HOSPITAL bosses have been forced to choose between treating patients in corridors or in the back of ambulances as they prepare for another shortage of beds this winter.

The struggles continue for already under-pressure NHS staff in Worcestershire ahead of a hectic winter with trust chiefs admitting it is already short of 45 beds.

As many as 20 people a night are waiting in A&E for beds that cannot be provided and the hospital trust is having to make 'risky' moves and decide between moving patients to corridors or keep them in a back of an ambulance for treatment.

The crisis in the county’s NHS has led to one call for the government to intervene and declare an emergency at Worcestershire’s hospitals.

Mari Gay, managing director of the new NHS Herefordshire and Worcestershire Integrated Care Board (ICB), admitted the NHS was still in a “very challenging position” in Worcestershire and the system was still struggling with long ambulance handover delays, lack of space and staff shortages as well as rising Covid infections.

The bleak story painted by the county’s health bosses led Cllr Richard Udall to ask why an emergency had not been declared during the meeting of the health overview and scrutiny committee in County Hall on Monday (October 17).

Hospital trust deputy chief executive Paul Brennan said a new 30-bed short-stay unit at Worcestershire Royal Hospital, which should have opened in February but did not open until July, had made “little to no impact” on tackling waiting times and handover delays.

Mr Brennan said moving patients into corridors did not “have the CQC’s blessing” but the health watchdog was aware the trust was “rebalancing the risk” against having to treat those same people in the back of an ambulance.

The hospital trust said it has been ‘experimenting’ with the way it moves a number of patients around the hospital after the opening of the temporary ward, which did see the number of hours lost because of handover delays “plummet” from 800 to around 170 in the first week of the trial but shot straight back up to 800 again within the month.

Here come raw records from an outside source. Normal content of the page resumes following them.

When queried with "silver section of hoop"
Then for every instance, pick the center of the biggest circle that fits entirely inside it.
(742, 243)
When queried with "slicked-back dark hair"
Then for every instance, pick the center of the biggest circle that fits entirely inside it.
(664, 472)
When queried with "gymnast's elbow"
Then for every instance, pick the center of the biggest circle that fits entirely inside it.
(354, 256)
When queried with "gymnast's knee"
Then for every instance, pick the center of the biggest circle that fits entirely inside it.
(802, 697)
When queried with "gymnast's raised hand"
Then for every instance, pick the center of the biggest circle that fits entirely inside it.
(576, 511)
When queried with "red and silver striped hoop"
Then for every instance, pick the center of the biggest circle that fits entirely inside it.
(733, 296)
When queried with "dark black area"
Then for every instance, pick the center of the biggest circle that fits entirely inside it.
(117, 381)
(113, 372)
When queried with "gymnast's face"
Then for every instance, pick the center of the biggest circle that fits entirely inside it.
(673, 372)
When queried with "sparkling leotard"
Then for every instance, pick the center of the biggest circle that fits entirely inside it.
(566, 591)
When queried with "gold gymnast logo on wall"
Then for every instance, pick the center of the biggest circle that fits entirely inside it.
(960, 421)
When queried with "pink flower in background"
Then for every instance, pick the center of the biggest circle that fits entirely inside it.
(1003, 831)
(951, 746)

Mr Brennan said he expects the new ‘model’ to begin to bear fruit and cut delays when much-needed extra space opens up in the hospital’s refurbished Aconbury building in mid-November.

Nevertheless, the hospital is struggling for space with bosses saying that there are often 100 people in an A&E that was built for half that amount with around a fifth of those people in desperate need of a bed that the hospital cannot provide.

A bigger A&E is not expected to open at Worcestershire Royal Hospital until May next year.

It is not much better at the region’s ambulance service either with one director admitting that long handover delays had been at “catastrophic” levels for 12 months and showing no signs of improving.

Some of the most ‘serious’ and at-risk patients, including those who have had strokes, are still having to wait almost two hours for an ambulance to arrive with many needing help after falls facing agonising waits of 12 hours or more.